# Cleaning cage after babies are born



## Lightning (May 24, 2013)

How long should you wait to clean the cage after the babies are born? To get all the bloody stuff out and keep things sanitary? I need to make it better because she has too much paper and bedding in there right now and keeps covering up her water bottle spout. I'm sure she would figure out how to move stuff away from it but I don't like it being covered. They are 2 days old..should I wait a few more days?


----------



## Phantom (Apr 4, 2012)

I cleaned my cage the day after Molly's babies were born. It depends on how trusting your rat is. 

However, I will say this though. A few years ago when my boyfriend and I had several litters of mice we used to let them keep some of the old bedding the babies were in.

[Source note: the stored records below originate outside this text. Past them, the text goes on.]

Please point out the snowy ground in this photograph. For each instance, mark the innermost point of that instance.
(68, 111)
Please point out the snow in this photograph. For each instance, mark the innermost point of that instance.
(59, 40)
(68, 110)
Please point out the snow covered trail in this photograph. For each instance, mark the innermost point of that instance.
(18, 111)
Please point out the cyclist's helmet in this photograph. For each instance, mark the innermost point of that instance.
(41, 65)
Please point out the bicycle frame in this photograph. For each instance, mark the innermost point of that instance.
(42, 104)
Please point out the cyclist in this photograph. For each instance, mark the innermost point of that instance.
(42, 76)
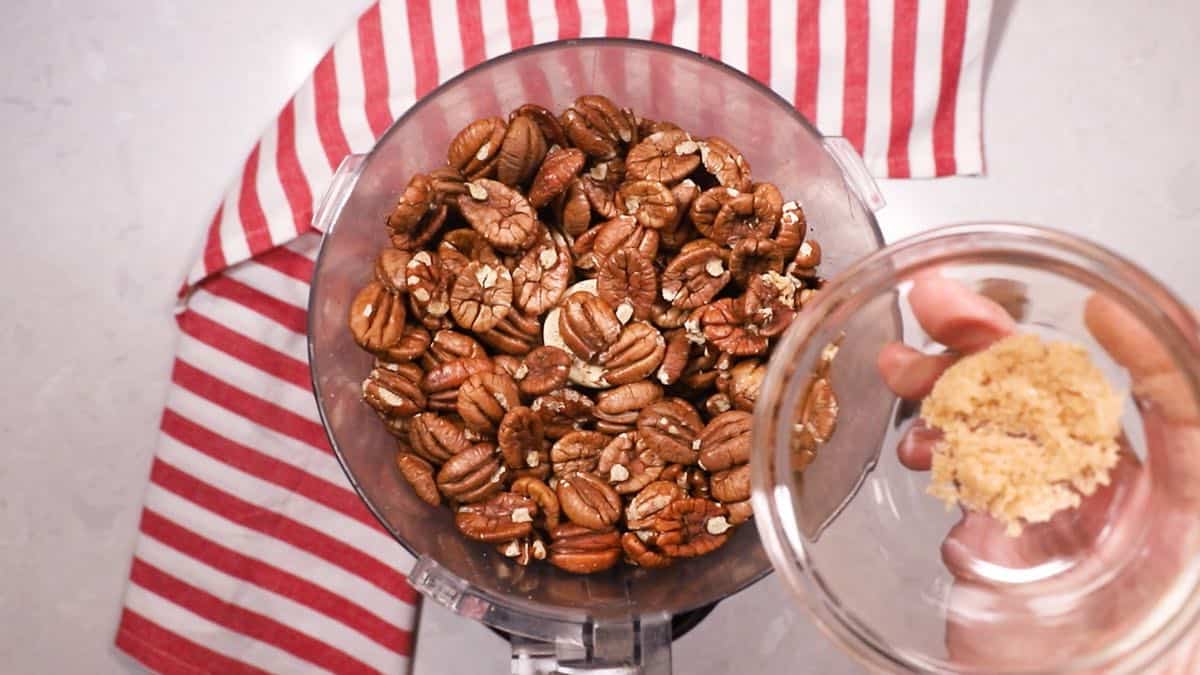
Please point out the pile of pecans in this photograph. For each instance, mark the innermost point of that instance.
(570, 328)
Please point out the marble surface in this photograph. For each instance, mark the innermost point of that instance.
(123, 121)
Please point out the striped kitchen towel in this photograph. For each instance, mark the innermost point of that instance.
(255, 554)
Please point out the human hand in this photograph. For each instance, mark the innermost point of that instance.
(993, 623)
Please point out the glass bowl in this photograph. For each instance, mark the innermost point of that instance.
(1105, 587)
(660, 82)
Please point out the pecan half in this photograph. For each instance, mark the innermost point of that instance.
(670, 428)
(419, 473)
(588, 501)
(503, 518)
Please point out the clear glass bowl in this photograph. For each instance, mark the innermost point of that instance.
(703, 96)
(861, 543)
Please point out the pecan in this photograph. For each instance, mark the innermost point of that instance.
(587, 324)
(515, 334)
(521, 151)
(649, 202)
(429, 288)
(501, 214)
(485, 398)
(520, 434)
(754, 256)
(450, 345)
(647, 505)
(791, 230)
(481, 297)
(472, 475)
(635, 354)
(695, 276)
(725, 441)
(545, 120)
(624, 232)
(543, 371)
(732, 484)
(725, 326)
(725, 162)
(436, 438)
(666, 156)
(745, 381)
(475, 149)
(503, 518)
(675, 357)
(419, 473)
(577, 451)
(627, 280)
(395, 390)
(670, 428)
(442, 383)
(637, 553)
(377, 318)
(563, 411)
(541, 275)
(581, 550)
(390, 268)
(691, 527)
(556, 174)
(588, 501)
(574, 209)
(540, 493)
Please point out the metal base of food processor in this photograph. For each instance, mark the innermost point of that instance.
(681, 623)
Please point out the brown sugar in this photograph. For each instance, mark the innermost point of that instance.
(1027, 426)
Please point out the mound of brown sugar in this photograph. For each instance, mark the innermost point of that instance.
(1029, 428)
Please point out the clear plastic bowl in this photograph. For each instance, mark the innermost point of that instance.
(859, 542)
(598, 617)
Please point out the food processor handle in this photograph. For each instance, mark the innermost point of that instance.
(339, 191)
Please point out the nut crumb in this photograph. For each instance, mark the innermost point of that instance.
(1029, 428)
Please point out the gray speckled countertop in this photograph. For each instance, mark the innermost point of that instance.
(123, 123)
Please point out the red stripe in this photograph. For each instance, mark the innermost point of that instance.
(246, 405)
(759, 40)
(664, 21)
(288, 262)
(283, 529)
(214, 257)
(246, 350)
(904, 57)
(617, 13)
(568, 18)
(375, 71)
(250, 210)
(250, 460)
(286, 315)
(244, 621)
(711, 28)
(329, 126)
(853, 107)
(471, 33)
(808, 58)
(167, 652)
(520, 23)
(276, 580)
(287, 163)
(954, 35)
(425, 57)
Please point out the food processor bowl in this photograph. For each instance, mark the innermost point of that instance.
(622, 617)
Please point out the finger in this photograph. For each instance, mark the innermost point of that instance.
(916, 448)
(909, 372)
(957, 316)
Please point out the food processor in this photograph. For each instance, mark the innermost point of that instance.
(622, 620)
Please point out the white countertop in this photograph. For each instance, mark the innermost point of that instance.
(124, 121)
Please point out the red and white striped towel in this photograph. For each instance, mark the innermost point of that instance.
(255, 554)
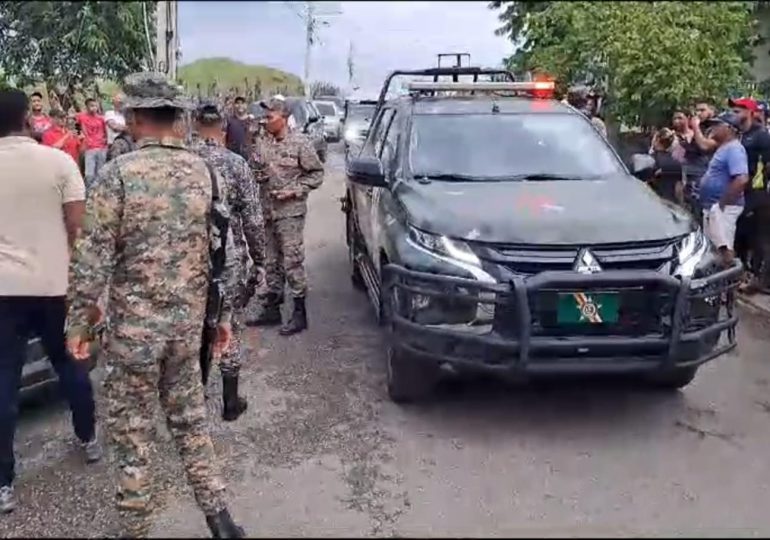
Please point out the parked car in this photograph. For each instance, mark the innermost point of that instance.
(358, 117)
(502, 233)
(337, 100)
(308, 119)
(332, 119)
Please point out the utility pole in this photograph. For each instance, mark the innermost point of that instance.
(312, 20)
(166, 38)
(310, 23)
(351, 66)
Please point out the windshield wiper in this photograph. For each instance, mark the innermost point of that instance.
(502, 178)
(453, 177)
(551, 176)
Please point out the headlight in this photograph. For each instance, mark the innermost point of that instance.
(455, 250)
(692, 250)
(436, 310)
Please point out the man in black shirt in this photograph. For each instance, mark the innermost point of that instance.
(752, 238)
(238, 132)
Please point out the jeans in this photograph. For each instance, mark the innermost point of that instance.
(20, 318)
(95, 160)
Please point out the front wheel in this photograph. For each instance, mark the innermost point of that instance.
(355, 272)
(673, 380)
(410, 379)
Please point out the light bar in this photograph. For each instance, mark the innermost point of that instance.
(417, 86)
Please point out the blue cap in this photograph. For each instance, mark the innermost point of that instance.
(728, 118)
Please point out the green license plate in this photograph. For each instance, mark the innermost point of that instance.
(588, 308)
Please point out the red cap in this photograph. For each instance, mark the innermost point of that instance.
(744, 103)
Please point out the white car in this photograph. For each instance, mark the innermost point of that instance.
(332, 116)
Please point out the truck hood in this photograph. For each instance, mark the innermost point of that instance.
(564, 212)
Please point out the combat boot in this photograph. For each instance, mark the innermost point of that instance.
(233, 404)
(223, 526)
(298, 321)
(270, 313)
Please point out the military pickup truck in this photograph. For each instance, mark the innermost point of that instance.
(495, 229)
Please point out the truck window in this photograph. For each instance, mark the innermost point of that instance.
(379, 132)
(502, 146)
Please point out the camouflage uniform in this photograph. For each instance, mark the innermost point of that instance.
(247, 231)
(123, 144)
(147, 234)
(291, 163)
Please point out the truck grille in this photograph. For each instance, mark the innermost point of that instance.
(530, 260)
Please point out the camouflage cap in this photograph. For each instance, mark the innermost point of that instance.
(152, 90)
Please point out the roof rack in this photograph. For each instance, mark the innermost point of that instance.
(454, 72)
(458, 57)
(417, 86)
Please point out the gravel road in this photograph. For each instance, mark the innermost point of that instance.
(322, 452)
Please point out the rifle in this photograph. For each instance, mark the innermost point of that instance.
(213, 309)
(220, 221)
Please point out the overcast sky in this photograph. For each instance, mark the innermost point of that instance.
(385, 36)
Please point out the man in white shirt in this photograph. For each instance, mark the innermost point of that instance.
(42, 202)
(116, 122)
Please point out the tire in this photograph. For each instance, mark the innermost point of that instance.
(409, 379)
(355, 273)
(673, 380)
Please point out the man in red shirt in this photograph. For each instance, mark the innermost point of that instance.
(94, 130)
(38, 122)
(58, 136)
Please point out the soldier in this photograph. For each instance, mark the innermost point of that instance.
(149, 234)
(288, 166)
(247, 227)
(121, 144)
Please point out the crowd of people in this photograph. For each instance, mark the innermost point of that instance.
(717, 166)
(90, 137)
(175, 223)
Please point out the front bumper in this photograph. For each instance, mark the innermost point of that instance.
(515, 342)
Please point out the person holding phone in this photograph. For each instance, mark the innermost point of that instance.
(722, 187)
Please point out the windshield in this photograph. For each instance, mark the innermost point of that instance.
(509, 147)
(360, 111)
(298, 111)
(326, 109)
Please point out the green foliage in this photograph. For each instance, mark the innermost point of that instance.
(220, 75)
(513, 16)
(68, 45)
(649, 57)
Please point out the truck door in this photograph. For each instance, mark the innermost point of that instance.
(363, 194)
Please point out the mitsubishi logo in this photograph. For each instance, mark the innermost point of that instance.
(586, 263)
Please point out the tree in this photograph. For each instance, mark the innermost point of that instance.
(648, 57)
(513, 17)
(324, 89)
(69, 45)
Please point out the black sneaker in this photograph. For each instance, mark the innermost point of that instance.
(7, 500)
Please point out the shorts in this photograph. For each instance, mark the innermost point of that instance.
(719, 225)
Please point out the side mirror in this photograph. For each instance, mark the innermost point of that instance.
(366, 171)
(642, 166)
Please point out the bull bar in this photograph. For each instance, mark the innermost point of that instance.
(527, 353)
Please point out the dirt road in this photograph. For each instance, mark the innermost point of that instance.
(322, 452)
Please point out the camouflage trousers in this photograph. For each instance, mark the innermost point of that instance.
(285, 255)
(230, 361)
(138, 373)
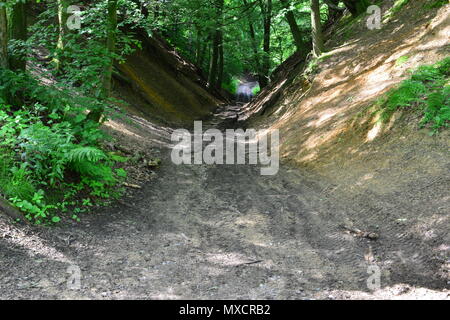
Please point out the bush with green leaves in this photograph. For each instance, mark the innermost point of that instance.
(428, 90)
(50, 151)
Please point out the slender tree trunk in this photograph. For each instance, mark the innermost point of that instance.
(63, 31)
(334, 11)
(217, 43)
(301, 45)
(214, 63)
(110, 46)
(266, 6)
(356, 7)
(17, 25)
(97, 113)
(3, 39)
(316, 28)
(221, 63)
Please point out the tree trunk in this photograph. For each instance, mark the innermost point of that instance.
(316, 28)
(63, 31)
(18, 31)
(97, 113)
(301, 45)
(266, 7)
(214, 63)
(334, 11)
(221, 63)
(356, 7)
(217, 43)
(3, 39)
(252, 33)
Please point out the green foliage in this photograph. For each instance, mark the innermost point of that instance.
(435, 4)
(428, 90)
(46, 143)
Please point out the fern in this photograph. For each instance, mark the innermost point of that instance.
(83, 154)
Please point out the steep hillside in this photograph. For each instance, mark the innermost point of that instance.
(394, 173)
(158, 83)
(329, 114)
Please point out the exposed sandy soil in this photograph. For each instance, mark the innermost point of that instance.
(226, 232)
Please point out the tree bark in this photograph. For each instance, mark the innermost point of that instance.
(316, 28)
(97, 113)
(221, 63)
(266, 7)
(217, 43)
(252, 33)
(301, 45)
(356, 7)
(3, 39)
(18, 31)
(62, 36)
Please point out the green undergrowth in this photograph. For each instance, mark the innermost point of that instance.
(52, 165)
(427, 92)
(435, 4)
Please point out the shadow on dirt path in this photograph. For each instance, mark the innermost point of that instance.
(220, 232)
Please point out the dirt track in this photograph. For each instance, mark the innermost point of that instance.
(226, 232)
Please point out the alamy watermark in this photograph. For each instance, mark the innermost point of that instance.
(229, 147)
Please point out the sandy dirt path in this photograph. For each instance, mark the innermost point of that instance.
(224, 232)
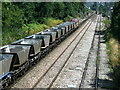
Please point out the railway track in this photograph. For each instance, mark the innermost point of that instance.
(91, 70)
(51, 72)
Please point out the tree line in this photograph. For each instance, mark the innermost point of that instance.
(20, 19)
(15, 14)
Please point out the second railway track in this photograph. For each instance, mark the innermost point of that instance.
(46, 72)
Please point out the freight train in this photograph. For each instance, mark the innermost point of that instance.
(17, 57)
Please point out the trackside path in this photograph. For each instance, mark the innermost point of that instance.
(38, 71)
(71, 75)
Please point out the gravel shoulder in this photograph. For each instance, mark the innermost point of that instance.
(33, 75)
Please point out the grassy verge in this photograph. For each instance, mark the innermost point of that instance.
(113, 47)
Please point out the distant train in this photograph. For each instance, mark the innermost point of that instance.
(17, 57)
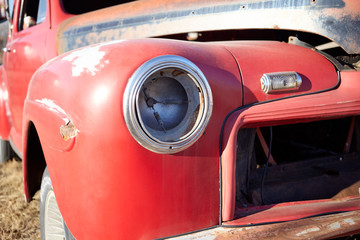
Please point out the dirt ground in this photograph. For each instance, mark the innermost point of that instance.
(18, 219)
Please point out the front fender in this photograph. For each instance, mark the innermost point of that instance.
(106, 184)
(4, 116)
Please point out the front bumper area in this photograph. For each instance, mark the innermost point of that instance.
(319, 227)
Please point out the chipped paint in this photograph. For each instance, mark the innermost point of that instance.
(335, 225)
(68, 131)
(309, 230)
(50, 105)
(349, 221)
(87, 60)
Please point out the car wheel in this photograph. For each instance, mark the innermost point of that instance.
(5, 151)
(52, 225)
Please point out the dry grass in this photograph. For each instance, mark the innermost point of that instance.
(18, 219)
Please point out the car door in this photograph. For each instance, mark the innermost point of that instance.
(24, 54)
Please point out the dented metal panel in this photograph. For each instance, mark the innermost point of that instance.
(338, 20)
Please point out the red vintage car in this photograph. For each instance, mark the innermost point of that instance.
(190, 119)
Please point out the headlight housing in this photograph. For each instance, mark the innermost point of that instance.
(167, 104)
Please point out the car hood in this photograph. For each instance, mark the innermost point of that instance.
(338, 20)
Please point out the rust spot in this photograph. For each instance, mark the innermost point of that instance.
(68, 131)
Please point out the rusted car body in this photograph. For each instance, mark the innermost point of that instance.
(158, 119)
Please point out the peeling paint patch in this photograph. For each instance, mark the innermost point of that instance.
(50, 104)
(88, 60)
(335, 226)
(309, 230)
(349, 221)
(68, 131)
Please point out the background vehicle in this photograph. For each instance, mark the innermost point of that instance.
(223, 114)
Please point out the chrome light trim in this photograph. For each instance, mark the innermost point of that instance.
(134, 117)
(280, 81)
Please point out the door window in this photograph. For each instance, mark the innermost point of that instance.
(33, 12)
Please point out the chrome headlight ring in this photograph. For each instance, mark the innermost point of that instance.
(167, 104)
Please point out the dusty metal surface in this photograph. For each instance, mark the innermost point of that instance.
(338, 20)
(322, 227)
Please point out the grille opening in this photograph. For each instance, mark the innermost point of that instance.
(312, 161)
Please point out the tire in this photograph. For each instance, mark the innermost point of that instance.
(5, 151)
(52, 225)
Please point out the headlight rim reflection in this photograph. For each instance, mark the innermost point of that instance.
(131, 108)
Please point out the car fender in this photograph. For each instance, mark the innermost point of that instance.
(100, 173)
(4, 116)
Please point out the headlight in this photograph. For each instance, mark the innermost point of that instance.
(167, 104)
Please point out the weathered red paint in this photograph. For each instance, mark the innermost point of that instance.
(110, 187)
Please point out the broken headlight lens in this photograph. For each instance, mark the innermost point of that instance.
(167, 104)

This way the cleaned cage would still have a familiar scent. With the mice, who were a little skittish, we usually waited a day after they were born to clean the cage. We never had the mothers eat any of the babies, mice or rats.


----------



## Lightning (May 24, 2013)

Phantom said:


> I cleaned my cage the day after Molly's babies were born. It depends on how trusting your rat is.
> 
> However, I will say this though. A few years ago when my boyfriend and I had several litters of mice we used to let them keep some of the old bedding the babies were in. This way the cleaned cage would still have a familiar scent. With the mice, who were a little skittish, we usually waited a day after they were born to clean the cage. We never had the mothers eat any of the babies, mice or rats.


So tomorrow will be 3 days and that should be fine? I've handled all the babies already and taken them all out twice for a look over since birth so I think it should be okay for me to clean. I'll probably keep a wee bit of the old bedding to be on the safe side.  And give her something better to nest with besides cut up paper.


----------



## Phantom (Apr 4, 2012)

If Mama rat trusts you around the babies it should be okay, three days is a good enough wait. A cleaner cage is healthier for the babies too! I used paper towels and a whole tissue box and allowed Molly to do with what she wanted when she had her litter. You should have seen how fast the tissue box was used up! Lol.


----------